Some time ago, the Washington Times decided to run a story about a federal policy suggestion that colleges place the criminal background questions deeper into the entrance application procedure. At first blush, given the issues we’ve been seeing in the headlines about crime on campus, this probably seemed blatantly insane. However, the government was not talking about sex offenders, or any other kind of violent criminals. This is all about criminals that the government creates with its epic failure – the war on drugs.

While making this suggestion doesn’t quite reach the point of the government taking responsibility for its failed policies on drugs, it is a step in the right direction, because at least it is an attempt to mitigate the damage it is doing. Some people may believe that it’s important to continue the war on drugs, whether it’s because of fear of drug cartels across our southern border in Mexico, or because of fear of rampant drug use and addiction if we were to legalize or at least decriminalize the use and sale of narcotics and marijuana. However, based on what we’re seeing in states that have started to legalize marijuana, those fears seem to be unfounded. That is not suggesting that the partial legalization of cannabis has not caused issues, but tax income from sales definitely does leave states with the ability to fund actions they may need to take to deal with any problems.

As for colleges accepting students with nonviolent criminal backgrounds, it is important to realize that there may be at least a little guilt involved in the government’s current suggestion. The uncomfortable fact is that law enforcement across the nation has been engaging in less-than-above-board activities when it comes to rounding up supposedly dangerous drug rings in our schools. One of the most egregious cases involved a sting operation in California that literally targeted unpopular children, including one who was autistic.

The other issue that may have been in the calculus for the government is the fact that the “three strikes” rules still apply for drug offenders in their system, and in many states. Local and state authorities receive money from the federal government for every prisoner they have incarcerated on drug offenses, which means that this has essentially become a money-making scheme. It also means that people who are found guilty of having relatively small amounts of drugs on them – particularly marijuana – are receiving mandatory sentences reaching into the double digits.

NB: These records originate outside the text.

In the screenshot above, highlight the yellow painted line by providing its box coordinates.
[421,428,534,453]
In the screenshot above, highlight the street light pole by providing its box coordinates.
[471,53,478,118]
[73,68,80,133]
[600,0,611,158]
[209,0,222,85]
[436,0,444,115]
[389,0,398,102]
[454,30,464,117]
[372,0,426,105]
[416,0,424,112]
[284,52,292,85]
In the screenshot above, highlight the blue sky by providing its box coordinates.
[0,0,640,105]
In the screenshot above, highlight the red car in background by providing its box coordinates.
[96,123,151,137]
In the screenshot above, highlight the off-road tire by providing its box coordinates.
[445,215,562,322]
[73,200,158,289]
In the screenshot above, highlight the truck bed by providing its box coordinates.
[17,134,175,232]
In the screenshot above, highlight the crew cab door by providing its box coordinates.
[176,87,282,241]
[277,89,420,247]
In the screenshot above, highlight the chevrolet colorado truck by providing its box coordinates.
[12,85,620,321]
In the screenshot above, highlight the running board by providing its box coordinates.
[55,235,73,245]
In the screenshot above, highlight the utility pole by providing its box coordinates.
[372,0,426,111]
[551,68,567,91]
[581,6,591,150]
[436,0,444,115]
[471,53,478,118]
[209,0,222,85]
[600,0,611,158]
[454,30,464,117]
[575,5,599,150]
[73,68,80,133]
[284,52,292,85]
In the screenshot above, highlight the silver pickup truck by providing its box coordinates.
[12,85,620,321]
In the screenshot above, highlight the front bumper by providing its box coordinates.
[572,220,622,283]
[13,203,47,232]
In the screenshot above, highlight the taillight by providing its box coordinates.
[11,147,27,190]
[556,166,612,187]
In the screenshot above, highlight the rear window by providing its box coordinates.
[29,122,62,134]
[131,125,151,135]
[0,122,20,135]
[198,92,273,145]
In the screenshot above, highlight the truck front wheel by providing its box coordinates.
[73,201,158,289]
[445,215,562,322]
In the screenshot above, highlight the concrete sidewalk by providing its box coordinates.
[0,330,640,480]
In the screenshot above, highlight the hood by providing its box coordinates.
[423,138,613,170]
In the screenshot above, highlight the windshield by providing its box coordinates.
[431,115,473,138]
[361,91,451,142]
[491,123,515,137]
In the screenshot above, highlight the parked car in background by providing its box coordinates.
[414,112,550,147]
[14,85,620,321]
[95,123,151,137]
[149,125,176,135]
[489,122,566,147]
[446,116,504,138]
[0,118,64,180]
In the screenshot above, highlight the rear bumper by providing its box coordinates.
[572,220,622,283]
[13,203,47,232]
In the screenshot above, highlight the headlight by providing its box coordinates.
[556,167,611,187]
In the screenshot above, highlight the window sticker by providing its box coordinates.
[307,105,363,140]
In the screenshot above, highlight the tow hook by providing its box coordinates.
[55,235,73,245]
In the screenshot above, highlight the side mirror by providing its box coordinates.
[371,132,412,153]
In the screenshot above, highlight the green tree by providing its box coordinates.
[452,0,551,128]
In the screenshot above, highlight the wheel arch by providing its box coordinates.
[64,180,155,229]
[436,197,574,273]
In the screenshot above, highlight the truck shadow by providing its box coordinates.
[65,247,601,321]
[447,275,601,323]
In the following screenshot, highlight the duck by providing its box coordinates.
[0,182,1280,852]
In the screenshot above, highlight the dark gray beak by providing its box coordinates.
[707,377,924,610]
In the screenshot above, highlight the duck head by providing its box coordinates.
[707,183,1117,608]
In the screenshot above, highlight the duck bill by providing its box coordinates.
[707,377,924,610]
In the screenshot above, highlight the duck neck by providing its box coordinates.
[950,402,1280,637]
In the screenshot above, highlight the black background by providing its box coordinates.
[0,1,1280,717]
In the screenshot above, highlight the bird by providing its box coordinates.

When they do get out, it is difficult for them to find work, or get training for a career, which only encourages the possibility that they will end up in prison again on other offenses. Considering the fact that we are slowly moving toward the point where at least marijuana may become legal on the federal level, we are setting up people for a life of limited opportunities based on actions that could end up being legal within their lifetimes. Jason Pye, Communications Director for FreedomWorks explains:

Nearly 100 million Americans have a criminal record, which can be a roadblock to educational and employment opportunities. If we’re to break the cycle of crime and poverty, we must embrace policies that allow nonviolent offenders to have a chance at leading productive lives. Conservative states have proven that criminal justice reform works. These states have lowered recidivism, reduced crime rates, and saved taxpayers money. If we fail to reduce recidivism through smart reentry policies, we’re failing our communities.

Before condemning the government for suggesting that these individuals should be allowed on college campuses, we need to seriously consider the value of locking them out of the opportunity to contribute to society. If it wasn’t for the government’s current policing and sentencing procedures, these people wouldn’t even need to worry about checking that box about criminal records on those applications in the first place.